Jewish Journal


Bibibibibibibibibi: Obama’s Trip, Day-One in 543 Words

by Shmuel Rosner

March 20, 2013 | 1:19 pm

Obama and Netanyahu's Press conference, photo by Reuters

This headline wrote itself as I was watching President Obama’s press conference with Prime Minister Netanyahu. Jeffrey Goldberg nicknamed it Operation Desert Schmoose. I suggested Desert Schmaltz. If you’re not sure about these terms and their meanings, go find yourself a Yiddish dictionary on Google for clarifications.

So what happened in Israel today? Here’s a very brief summary:


It was as good as you’d expect if not better. Obama's limousine getting stuck midway to Jerusalem was a nice start as it kept the sprits up while keeping it real and not too scripted. The President and the Prime Minister still don’t agree on many important issues, but both seem to have come to a point in which they can disagree agreeably.

Iran policy:

Obama essentially said that this is an issue on which the two countries don’t see eye to eye. There is no daylight when assessment of the graveness of the threat is concerned, the President said, but as far as timetables go, well, Obama reiterated Israel’s right to defend itself (which in this case means “if you want to go at it alone, that’s your choice, not mine”)... It is logical to assume that Obama feels safe to say this because he is now more skeptical about the possibility that Israel will launch an attack.

Syria policy:

This is the easy one, because both Obama and Netanyahu agree: Assad is bad, war is terrible, chemical weapons are a danger, there’s a need to make sure that the next Syrian regime is moderate and responsible. Both agree on all of these, and both would like to remain uninvolved. It is reasonable to assume that the two leaders privately discussed the possibility that Israel might feel forced to attack in Syria and generally agreed on how and why this could come about.

Palestine policy:

Obama wasn’t quite accurate as he answered the very long question from Chuck Todd. His original intention, he said, was to get to a quick start with the peace process, not to find a quick solution – an answer that could be easily refuted by looking at past statements by Obama and his aids. Never-mind: this day was about forward looking optimism, not about backward looking bickering. Obama promised to speak “more” about the Palestinian issue “tomorrow”. Clearly though, Obama didn’t come to make news. If there’s news to be made, John Kerry is coming back on Saturday night.

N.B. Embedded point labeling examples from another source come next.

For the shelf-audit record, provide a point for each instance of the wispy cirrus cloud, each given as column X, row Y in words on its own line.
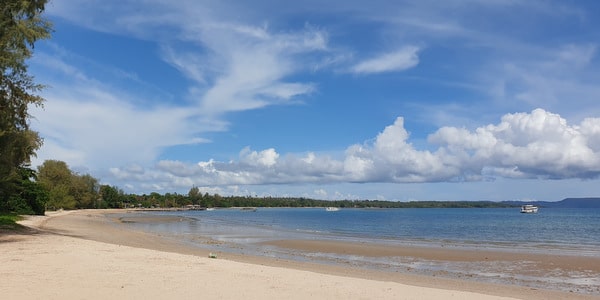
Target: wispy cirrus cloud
column 399, row 60
column 539, row 144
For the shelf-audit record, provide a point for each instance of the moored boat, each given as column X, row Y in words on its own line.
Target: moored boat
column 529, row 209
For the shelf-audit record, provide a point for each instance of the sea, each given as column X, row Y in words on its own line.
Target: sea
column 560, row 231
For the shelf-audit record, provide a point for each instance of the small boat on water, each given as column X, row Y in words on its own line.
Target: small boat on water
column 529, row 209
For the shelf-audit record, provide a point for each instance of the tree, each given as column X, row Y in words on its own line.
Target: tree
column 111, row 196
column 21, row 25
column 57, row 178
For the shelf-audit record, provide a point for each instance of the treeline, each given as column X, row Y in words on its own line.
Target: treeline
column 58, row 187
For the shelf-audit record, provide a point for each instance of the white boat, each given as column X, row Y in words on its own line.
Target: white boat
column 529, row 209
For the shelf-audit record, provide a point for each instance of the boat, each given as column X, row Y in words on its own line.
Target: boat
column 529, row 209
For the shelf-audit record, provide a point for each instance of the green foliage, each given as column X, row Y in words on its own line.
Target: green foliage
column 27, row 197
column 21, row 25
column 67, row 190
column 111, row 197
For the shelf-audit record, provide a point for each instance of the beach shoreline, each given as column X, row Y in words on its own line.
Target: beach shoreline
column 86, row 230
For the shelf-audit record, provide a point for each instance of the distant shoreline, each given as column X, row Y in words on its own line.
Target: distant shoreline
column 99, row 225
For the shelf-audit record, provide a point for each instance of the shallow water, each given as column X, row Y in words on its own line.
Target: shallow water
column 551, row 231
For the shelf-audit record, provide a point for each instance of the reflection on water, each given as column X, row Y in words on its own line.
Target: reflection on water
column 554, row 231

This is a small detail, but one which might mean something: Netanyahu opened with Iran, moved to Syria and only then spoke about the Palestinians – essentially following the script of recent weeks. Obama opened with Palestine, moved to Syria and concluded with Iran.

American aid:

This was the only newsworthy item of the day. Obama made one promise that is somewhat significant – to begin talks about aid beyond 2017 (when the US-Israel aid agreement currently in place is scheduled to end). The more concrete promise was not to cut aid to Iron Dome, namely, to keep American aid to Israel basically untouched.

Public opinion:

I’m going to risk it: if all goes as well as it did on Obama’s first day, the polls will show a significant jump in Obama’s Israeli approval numbers (of course, Kerry can change this back very quickly if he isn’t careful).